珠洲市正院町に来ています。珠洲市では98人が亡くなり、3人の方の安否が今も分かっていません。

こちらの地域では多くの家屋が倒壊していて、今もこの地域では電気も水道もつかない状況が続いています。

この正院町は数百年の歴史ある寺や神社が多い地域ですが、そのほとんどが倒壊するなど大きな被害が出ています。

こちらの「高福寺」は、およそ400年の歴史があるそうですが、元日の地震で倒壊してしまいました。
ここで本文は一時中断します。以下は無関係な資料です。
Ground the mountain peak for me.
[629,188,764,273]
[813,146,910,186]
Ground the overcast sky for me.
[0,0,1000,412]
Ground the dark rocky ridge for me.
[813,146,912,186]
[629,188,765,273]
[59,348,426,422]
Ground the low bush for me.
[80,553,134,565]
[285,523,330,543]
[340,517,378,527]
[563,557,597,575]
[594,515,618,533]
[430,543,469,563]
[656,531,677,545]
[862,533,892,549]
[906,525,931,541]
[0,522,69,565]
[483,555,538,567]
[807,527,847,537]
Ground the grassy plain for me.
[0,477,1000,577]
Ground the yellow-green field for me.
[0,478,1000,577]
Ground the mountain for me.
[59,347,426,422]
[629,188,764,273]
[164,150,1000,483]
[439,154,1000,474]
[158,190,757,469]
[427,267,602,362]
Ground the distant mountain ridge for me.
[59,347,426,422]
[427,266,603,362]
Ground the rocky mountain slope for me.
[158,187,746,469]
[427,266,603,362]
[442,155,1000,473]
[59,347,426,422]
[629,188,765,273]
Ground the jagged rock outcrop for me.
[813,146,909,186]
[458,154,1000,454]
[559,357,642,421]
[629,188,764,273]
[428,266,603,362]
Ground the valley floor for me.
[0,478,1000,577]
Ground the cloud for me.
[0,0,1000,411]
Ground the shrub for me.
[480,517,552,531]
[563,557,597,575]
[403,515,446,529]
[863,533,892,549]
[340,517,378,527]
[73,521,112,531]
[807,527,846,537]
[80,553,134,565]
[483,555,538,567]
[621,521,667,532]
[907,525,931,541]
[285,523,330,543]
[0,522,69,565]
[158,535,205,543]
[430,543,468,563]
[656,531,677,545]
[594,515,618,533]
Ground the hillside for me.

そして、元日には一番いい飾りをして参拝者を迎えていたそうですが本堂もつぶれてしまい、代々受け継いできた仏像も取り出せていないということです。

この町で生まれ育った80代の男性は「崩れたお寺を見ると『涙が出る思い』」と目を潤ませていました。

65歳以上の高齢者が人口の5割を超える珠洲市。

近くの小学校は避難所になっているのですが、ご高齢の方々にお話を伺うと、「大きな避難所の環境になじめない」「目が不自由で避難所では迷惑をかけてしまうから」と、多少自宅が損壊していても、あえて自宅で避難を続ける方もいらっしゃいました。

避難所などを通じて食料や水は確保できているそうですが、「とにかく電気がつかないと気持ちまで暗くなる」と、まずはライフラインの復旧を望まれていました。

また、親子でコメ農家を営む70代の女性からはこんな声も聞かれました。

--地震がずっと続いているから怖くないですか
正院町の住民
「怖いけども行くとこないし、向こう(避難所)行ってもなかなか思ったようにならないし」
「ここがだめになるまでここにおるしか仕方ない」
「この町なくなったら、さみしいなと。ほとんどの人みんな子供やら娘やらそこに行ってしまうし」
「いいな~おらもどっか~と思って誰のところも頼るところもないし、情けないほんとに」

この場所で避難生活を続ける理由について、「田んぼを守りたい、復旧できるかわからないけれど、この土地を離れることはできない」と話し、いま望むことはなんですかと伺うと、「物をとりだしたり片付けたり、ボランティアさんが来てくれたらありがたい」と言っていました。

石川県や珠洲市災害ボランティアセンターでは、ボランティアの事前登録が始まっています。

こちらのお寺には「踏み出せば、その一足が道になる」という言葉が書かれています。

今はまだ、多くの人が現地に入って復旧のお手伝いの一歩を踏み出す時ではありませんが、復旧の道を切り開くには、確実に多くの力が必要とされています。